Still, the actor knew he had a big undertaking in front of him. He'd not only be portraying one of the world's best known music producers (who also is an executive producer on the film), but he'd have to reenact Dr. Dre's life while he was watching.

"When somebody says, 'Do you want to play Dr. Dre in a movie?' I mean, how do you respond to that? My initial response was no, because I don't think I can do it and I don't want to be the one to mess it up! But, how could you doubt yourself on a project as powerful as this?" Hawkins said. "Dre was there every day, every step of the way. I had a DJ table I had to break down and set up every day, bring it from my house to the trailer, trailer to the house … every single day; a piano, just to get sonically in tune; learn the producer board; learn what it's like to stand in a booth; watch Dre in the studio and see him get down. People would kill for that opportunity."

Jason Mitchell (Eazy-E)

Before being cast in this film, Mitchell was a line cook in New Orleans. But he had what he needed to take on the role of Eazy-E — who carries a great deal of the tension in the film: street authenticity. While he was filming Straight Outta Compton, Mitchell said he was receiving phone calls about friends being killed or getting locked up. He used what was happening in his personal life on camera, and to help him further dive into Eazy's mindset, Gray paired Mitchell with rapper WC, who taught him many of the nuances of the California MC, who died in 1995.

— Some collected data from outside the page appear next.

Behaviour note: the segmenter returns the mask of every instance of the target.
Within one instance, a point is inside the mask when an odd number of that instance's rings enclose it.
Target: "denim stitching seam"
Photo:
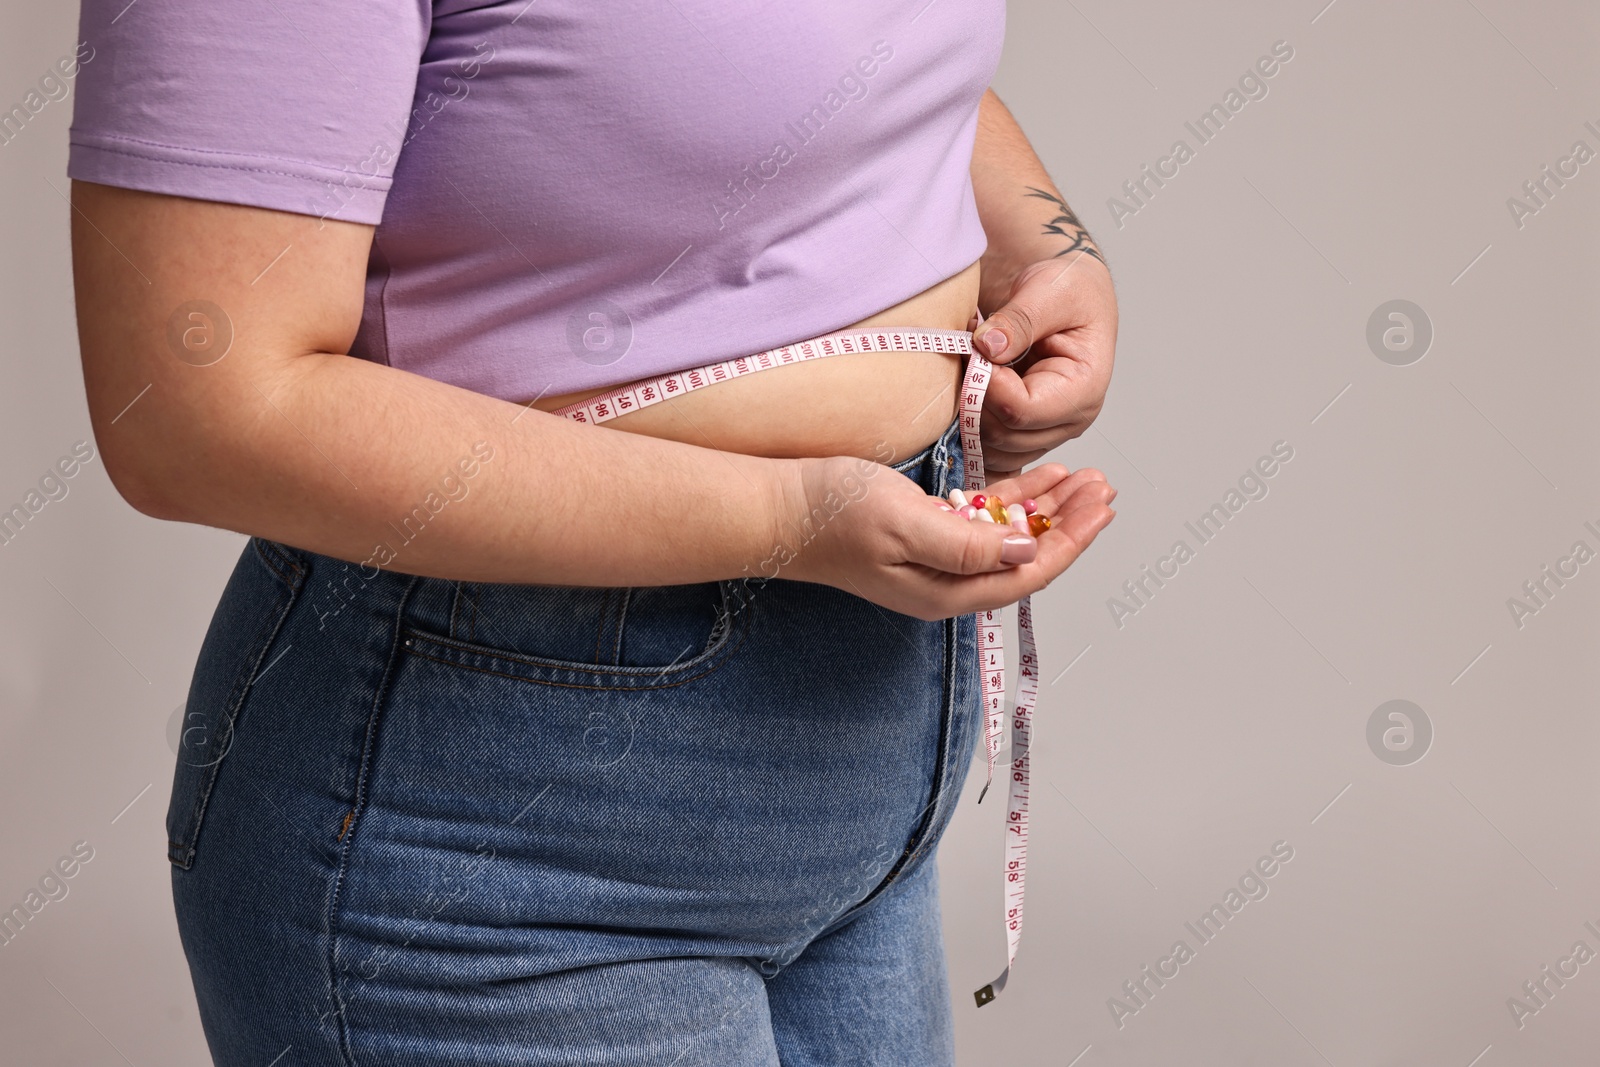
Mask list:
[[[295,577],[296,579],[300,578],[300,572],[297,571]],[[239,671],[238,676],[234,679],[233,689],[228,693],[228,702],[224,706],[219,725],[227,728],[229,736],[232,736],[232,732],[238,729],[239,715],[244,707],[246,698],[250,695],[251,687],[255,684],[256,672],[261,669],[262,661],[266,659],[267,653],[272,650],[273,643],[277,641],[278,631],[283,628],[283,621],[288,618],[289,609],[294,606],[303,587],[303,583],[300,581],[288,579],[285,579],[285,581],[286,595],[284,596],[283,605],[276,614],[269,615],[262,621],[261,628],[256,631],[256,636],[251,641],[251,644],[258,650],[255,660],[246,662],[246,666]],[[222,760],[218,760],[203,770],[204,777],[198,784],[194,804],[189,812],[189,825],[185,827],[189,840],[187,842],[179,842],[171,838],[167,839],[167,859],[179,870],[187,871],[194,866],[195,855],[200,847],[201,824],[205,821],[206,807],[211,802],[211,794],[216,789],[217,777],[221,773]],[[181,861],[178,859],[180,855],[183,857]]]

"I'm a visual learner, and he was somebody that I could relate to. I had to understand not only California and Compton and South Central, but gang culture. I had to understand a lot of things in order for everything to be right," Mitchell said. "There are so many undertones to the movie. We couldn't be on the line of doing an impersonation."

And they don't. There are no elements of parody in their performances; they're the kind that transport audiences to the time and place in which the people they're playing lived, the kind in which viewers forget they're not watching a documentary.

Even Dre and Cube agree. After their training, Mitchell, Hawkins, and Jackson were put to an N.W.A test. They literally had to perform in front of the original members of N.W.A — no costumes, no jheri curl wigs; just jump into character and see how the guys responded.

"Dre ended up jumping out of his seat," Mitchell said, demonstrating it as he relived the experience. "Literally jumping to the sky, and we was like, Wow! They cosigned it!"